Her final days haunt me
Her cries for visits taunt me
Emptiness wraps around me,
Like the darkest of blankets.
I am lost and alone.
Why has she gone “home”?
How do I make the images fade?
How long till the pain ends?
It seems there’s no escape.
My mom’s last week of life was undoubtedly the hardest of my own. The image of her fragile, bedridden body is burned in my mind; forever ingrained are her cries which cued me to administer more pain medicine.
The hospice medical team assured me that I could make no mistakes. I was told her liquid opioid dose was small, but articles I read about the opioid epidemic made me question how frequently it should be given. Overdosing my mom was the last thing I wanted to do. Were the doctors sure the medicine wouldn’t further damage her weak organs?
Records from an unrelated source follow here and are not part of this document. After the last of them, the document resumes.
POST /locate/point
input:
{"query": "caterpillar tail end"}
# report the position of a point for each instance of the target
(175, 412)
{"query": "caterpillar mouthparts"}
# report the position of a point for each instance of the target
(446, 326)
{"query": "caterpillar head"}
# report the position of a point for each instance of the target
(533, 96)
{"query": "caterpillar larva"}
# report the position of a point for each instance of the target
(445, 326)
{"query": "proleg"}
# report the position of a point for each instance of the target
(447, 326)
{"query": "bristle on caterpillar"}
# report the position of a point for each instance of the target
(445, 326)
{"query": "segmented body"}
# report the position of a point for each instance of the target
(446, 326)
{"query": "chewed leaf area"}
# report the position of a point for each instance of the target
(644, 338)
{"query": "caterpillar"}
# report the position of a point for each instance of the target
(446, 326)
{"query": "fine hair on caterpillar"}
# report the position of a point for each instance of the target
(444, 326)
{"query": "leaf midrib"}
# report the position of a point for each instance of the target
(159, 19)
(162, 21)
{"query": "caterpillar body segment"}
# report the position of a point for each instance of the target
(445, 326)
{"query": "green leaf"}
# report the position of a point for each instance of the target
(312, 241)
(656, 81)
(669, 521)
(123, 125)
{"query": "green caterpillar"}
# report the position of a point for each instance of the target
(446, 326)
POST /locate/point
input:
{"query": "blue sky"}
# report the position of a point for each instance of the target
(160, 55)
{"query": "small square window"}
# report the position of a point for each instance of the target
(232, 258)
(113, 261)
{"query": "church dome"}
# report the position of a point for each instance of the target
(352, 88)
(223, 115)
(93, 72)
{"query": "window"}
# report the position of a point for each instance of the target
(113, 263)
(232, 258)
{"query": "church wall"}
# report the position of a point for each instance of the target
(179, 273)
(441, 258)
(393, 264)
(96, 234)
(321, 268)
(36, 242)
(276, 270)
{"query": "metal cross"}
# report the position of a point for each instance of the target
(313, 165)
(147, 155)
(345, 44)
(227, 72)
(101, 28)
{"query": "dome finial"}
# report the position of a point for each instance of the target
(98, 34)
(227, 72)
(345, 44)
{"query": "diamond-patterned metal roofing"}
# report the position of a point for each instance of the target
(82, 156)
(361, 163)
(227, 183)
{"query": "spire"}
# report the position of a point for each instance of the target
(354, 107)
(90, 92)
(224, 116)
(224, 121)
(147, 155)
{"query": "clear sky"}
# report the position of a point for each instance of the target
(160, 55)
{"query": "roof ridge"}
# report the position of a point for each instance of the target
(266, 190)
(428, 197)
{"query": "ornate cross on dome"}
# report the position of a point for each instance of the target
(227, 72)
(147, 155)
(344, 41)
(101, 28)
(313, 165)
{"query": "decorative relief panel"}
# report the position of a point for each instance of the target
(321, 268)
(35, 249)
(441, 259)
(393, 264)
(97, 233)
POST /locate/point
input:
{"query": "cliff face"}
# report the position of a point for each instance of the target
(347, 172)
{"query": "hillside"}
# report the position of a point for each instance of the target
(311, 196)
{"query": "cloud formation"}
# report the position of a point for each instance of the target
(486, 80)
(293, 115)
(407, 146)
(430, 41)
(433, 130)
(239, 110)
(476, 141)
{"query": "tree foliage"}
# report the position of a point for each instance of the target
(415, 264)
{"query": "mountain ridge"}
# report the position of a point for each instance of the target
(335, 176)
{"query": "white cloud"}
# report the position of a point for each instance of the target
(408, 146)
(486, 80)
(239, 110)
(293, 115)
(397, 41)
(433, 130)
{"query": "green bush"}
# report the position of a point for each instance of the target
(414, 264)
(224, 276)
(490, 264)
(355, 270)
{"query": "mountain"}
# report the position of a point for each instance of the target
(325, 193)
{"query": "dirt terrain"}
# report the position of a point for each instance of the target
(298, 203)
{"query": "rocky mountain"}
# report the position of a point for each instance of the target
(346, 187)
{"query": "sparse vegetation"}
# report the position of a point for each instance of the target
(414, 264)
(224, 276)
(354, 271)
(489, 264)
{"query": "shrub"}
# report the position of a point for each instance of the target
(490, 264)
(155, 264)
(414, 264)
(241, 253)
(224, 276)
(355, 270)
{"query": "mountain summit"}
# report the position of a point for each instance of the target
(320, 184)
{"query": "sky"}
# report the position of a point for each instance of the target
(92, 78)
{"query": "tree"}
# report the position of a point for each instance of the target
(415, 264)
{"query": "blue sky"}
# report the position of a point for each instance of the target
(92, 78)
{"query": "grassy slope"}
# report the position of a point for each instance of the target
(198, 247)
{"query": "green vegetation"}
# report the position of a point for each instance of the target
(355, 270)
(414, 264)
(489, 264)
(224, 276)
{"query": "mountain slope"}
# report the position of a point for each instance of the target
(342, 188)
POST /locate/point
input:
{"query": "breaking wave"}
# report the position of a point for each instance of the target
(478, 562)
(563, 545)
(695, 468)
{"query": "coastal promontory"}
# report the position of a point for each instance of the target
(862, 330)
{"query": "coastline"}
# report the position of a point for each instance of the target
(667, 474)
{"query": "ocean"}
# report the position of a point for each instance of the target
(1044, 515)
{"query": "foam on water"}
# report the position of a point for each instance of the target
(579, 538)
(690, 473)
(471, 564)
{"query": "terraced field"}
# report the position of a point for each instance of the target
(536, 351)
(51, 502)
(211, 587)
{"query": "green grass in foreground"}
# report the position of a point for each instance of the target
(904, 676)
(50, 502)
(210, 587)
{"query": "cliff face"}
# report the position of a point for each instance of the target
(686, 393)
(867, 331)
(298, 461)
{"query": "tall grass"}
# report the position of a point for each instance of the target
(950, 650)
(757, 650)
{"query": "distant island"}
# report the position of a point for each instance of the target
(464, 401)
Was she so close to transitioning that it no longer mattered?
With all these worries on my mind, I waited until she audibly showed discomfort (usually 10-15 minutes after a new dose was due) before giving more medicine. I hope I didn’t increase her suffering. Why did she want to be home so badly? Did she know how sick she was? Did she understand the hospital doctors when they recommended a hospice? Why couldn’t those doctors do more for her so she wouldn’t require a hospice in the first place? I’ve had no medical training and felt ill-equipped to handle her late night restlessness and anxiety. It seems there’s nothing to remove those images of her final week from my mind. I hope therapy helps.
It was only after reading about impending natural death that my anxiety ceased. The goal of palliative care is to provide as much comfort as possible to the dying. I hope my fears didn’t stop my mother from resting comfortably in her last days.